The music/film industries are under the cosh because you can either copy their stuff, or you can’t.  If you can buy a legal version, and then copy it by recording the sound or filming the picture on a seriously high quality screen then you are in business.  And they are not.

But that is a problem for those industries.  You can buy cracked codes for satellite TV systems with little or no effort or risk.  Try eBay – if it’s too cheap can it be real? 

But, for the document handling industries, things are only just beginning to warm up.  Computing is all about copying.  When you read this you are looking at a copy of what I wrote, in fact I am doing that when I watch the characters come up on screen in front of me.  And that’s the major hazard for the PC and the Internet.  Everything has been set up to promote copying.  And the software does not give a ‘tuppeny damn’ whether the information is to be public, be controlled, or kept totally secret.  Which is bad news if you are in the business of selling, or simply providing, information (your knowledge, expertise, capability, private advice to clients, tax return computations, price lists, sales manuals, repair manuals ….. the list seems endless). 

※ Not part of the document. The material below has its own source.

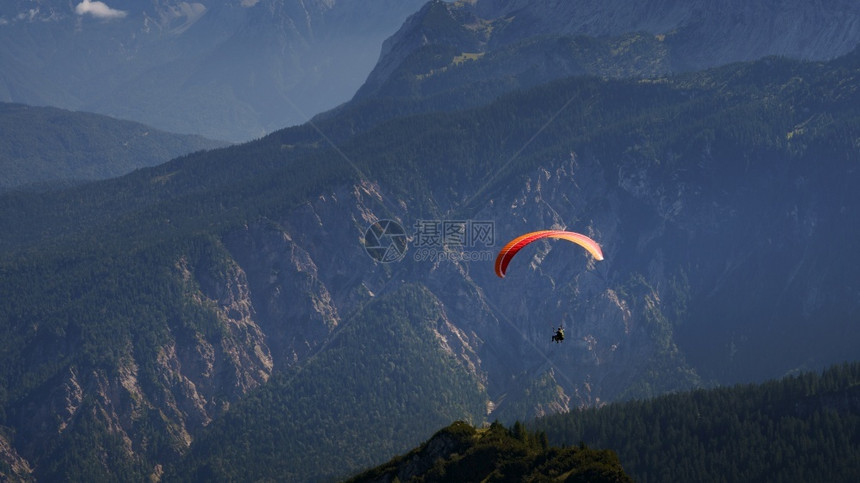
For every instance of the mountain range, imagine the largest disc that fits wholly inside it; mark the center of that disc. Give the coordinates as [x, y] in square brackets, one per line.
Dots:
[232, 70]
[228, 313]
[43, 147]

So enter DRM.  DRM is the only approach available that lets you specify not only who can see your proprietary information, but what use they can make of it.  The film and music industries were interested in preventing copying, but you will likely need to be able to stop people using information after a particular date, or make sure they can only see it for a couple of times, or print it once, or any number of other things.  Encryption does none of these things, it just prevents the un-anointed from being able to access information, not limit how and when they might use it. 

So whilst the music and film businesses figure they need to flex their market in order to maximize their own profits, they are operating in a different environment.  Commerce, industry, publishers, authors and ordinary mortals need DRM technology to protect their personal and commercial interests.  They have nothing else.  They are exposed to commercial or personal ruin by the uninhibited ability of the PC and the Internet to copy and re-distribute their information without any control at all.

So whilst the record industries declare DRM is dead, we say, “Long live DRM.”